NASA’s Opportunity rover (see figure) landed on Mars in January 2004 along with its sibling, Spirit. It was going to be a short romp, but Opportunity has greatly exceeded its project lifetime—although the latest dust storm on Mars may finally cut this short. Part of the reason why Opportunity’s life lasted longer was due to the overengineering done by NASA scientists, which was necessary because they were dealing with the unknown. Mars is generally well-known, but the need for autonomous operation was dictated by the distance between Earth and Mars.
Designing and building devices and systems that exceed base specifications is often desirable and sometimes by design. For example, the “headroom” in terms of computational power and memory is often increased for devices that may have a long lifetime with the possibility of updates in the future. The additional resources allow changes to be made that typically require these resources. This approach was less common in the past with electronic devices, as most were isolated. Not so these days with the Internet of Things (IoT), where connectivity and over-the-air (OTA) updates are possible.
NASA’s Opportunity rover has lasted well past its planned voyage that started in 2004.
The problem is that overengineering comes with costs on both the design as well as implementation side of things. It can take longer to create because designs tend to be more extensive and, of course, additional resources typically cost more initially and over time. Likewise, these costs may overshadow the actual purpose of the design. A low-cost wireless sensor would be impractical if it weighs a ton.
Cost isn’t limited to the physical aspects of a design. Consider an application that exclusively uses 8-bit data. Would a 32-bit microcontroller be a desirable platform for implementation? It’s inefficient to store 8 bits in a 32-bit word, and packing and unpacking data has overhead. Of course, the details will be application-specific; one application of this nature may be more efficient on an 8-bit micro while another would work better with a 32-bit micro.
For example, convolutional neural networks (CNNs) are popular these days with machine learning being applied to a variety of applications. These often use 8-bit data or even fewer bits, but they also involve thousands of computations per iteration. Efficient hardware designs typically move around lots of data even though the individual items are small, making wider buses and registers preferable. Overengineering may warrant wider data widths. However, if this makes minimal improvements to the calculations while significantly increasing costs in terms of power, performance, and so on, then it’s not necessarily a good idea.
Reliability and Security
The idea of overengineering covers all aspect of design. Reliability is critical in systems like aircraft, where catastrophic results occur when systems fail. High standards are obviously part of a design specification, but engineers will typically overengineer “just to be safe.” Self-driving cars and semi-autonomous vehicles are making such design requirements more common.

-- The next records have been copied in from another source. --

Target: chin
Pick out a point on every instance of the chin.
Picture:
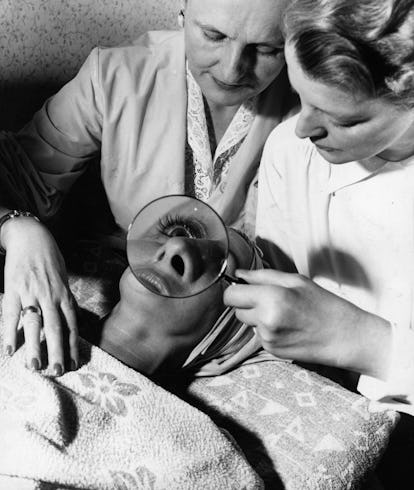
(336, 157)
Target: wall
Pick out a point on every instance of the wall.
(44, 42)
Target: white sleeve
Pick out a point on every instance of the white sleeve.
(397, 391)
(271, 229)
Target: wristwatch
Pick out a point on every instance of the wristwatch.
(11, 215)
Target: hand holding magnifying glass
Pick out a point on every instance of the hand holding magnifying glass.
(178, 246)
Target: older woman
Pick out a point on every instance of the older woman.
(176, 112)
(336, 200)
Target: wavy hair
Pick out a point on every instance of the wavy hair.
(361, 46)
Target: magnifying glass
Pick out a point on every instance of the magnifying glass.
(178, 246)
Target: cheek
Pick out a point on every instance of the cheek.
(202, 310)
(267, 69)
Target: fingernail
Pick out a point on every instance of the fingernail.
(34, 364)
(57, 368)
(9, 350)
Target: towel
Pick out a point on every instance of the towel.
(106, 426)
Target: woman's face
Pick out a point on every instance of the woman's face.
(345, 127)
(234, 48)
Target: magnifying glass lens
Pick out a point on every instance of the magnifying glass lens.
(177, 246)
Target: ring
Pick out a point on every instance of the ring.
(32, 309)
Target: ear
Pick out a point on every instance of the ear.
(180, 17)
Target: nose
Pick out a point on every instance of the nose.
(181, 257)
(236, 63)
(309, 125)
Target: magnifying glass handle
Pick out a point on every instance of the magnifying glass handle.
(234, 280)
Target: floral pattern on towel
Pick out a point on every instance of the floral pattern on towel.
(105, 390)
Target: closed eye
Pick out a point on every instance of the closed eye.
(173, 226)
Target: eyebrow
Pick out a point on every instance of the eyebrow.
(339, 117)
(278, 44)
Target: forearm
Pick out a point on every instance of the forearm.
(395, 389)
(366, 346)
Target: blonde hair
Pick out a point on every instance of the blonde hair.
(361, 46)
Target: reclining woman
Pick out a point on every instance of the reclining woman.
(171, 313)
(176, 112)
(336, 200)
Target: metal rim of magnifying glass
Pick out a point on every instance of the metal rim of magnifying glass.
(220, 275)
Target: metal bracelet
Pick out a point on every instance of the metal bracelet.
(11, 215)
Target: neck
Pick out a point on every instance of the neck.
(221, 117)
(404, 148)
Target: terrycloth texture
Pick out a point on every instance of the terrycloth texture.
(298, 429)
(107, 427)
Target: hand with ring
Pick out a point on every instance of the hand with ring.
(37, 296)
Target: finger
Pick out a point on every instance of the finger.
(11, 309)
(52, 325)
(69, 312)
(32, 324)
(268, 276)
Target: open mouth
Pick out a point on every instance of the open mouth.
(153, 282)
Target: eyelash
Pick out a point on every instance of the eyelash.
(218, 37)
(168, 224)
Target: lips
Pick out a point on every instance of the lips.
(230, 86)
(325, 148)
(153, 281)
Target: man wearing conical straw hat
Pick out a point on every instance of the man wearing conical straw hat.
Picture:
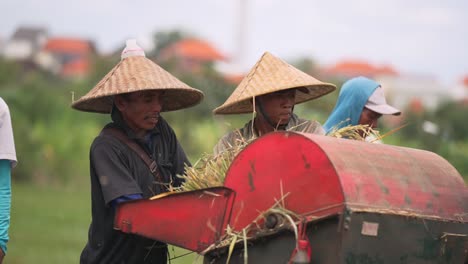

Security is finally becoming a more common requirement, especially for IoT devices—including self-driving cars. Here, overengineering can occur, although security is often neglected rather than overbuilt. Part of the challenge in this aspect of design is what constitutes overengineering, since it’s more difficult to determine the effects and costs.
For example, what does increasing the number of bits in an encryption key cost in terms of performance and power consumption? What would the payoff be in terms of a higher level of security? Likewise, is the addition of another security layer, such as using a hypervisor, going to be a benefit or a useless overindulgence?
Things get even more complicated when considering the entire system. For example, a board designer who is more familiar with the digital side of the spectrum may specify a voltage regulator that greatly exceeds the requirements of the system, since they may not have knowledge of the specific requirements.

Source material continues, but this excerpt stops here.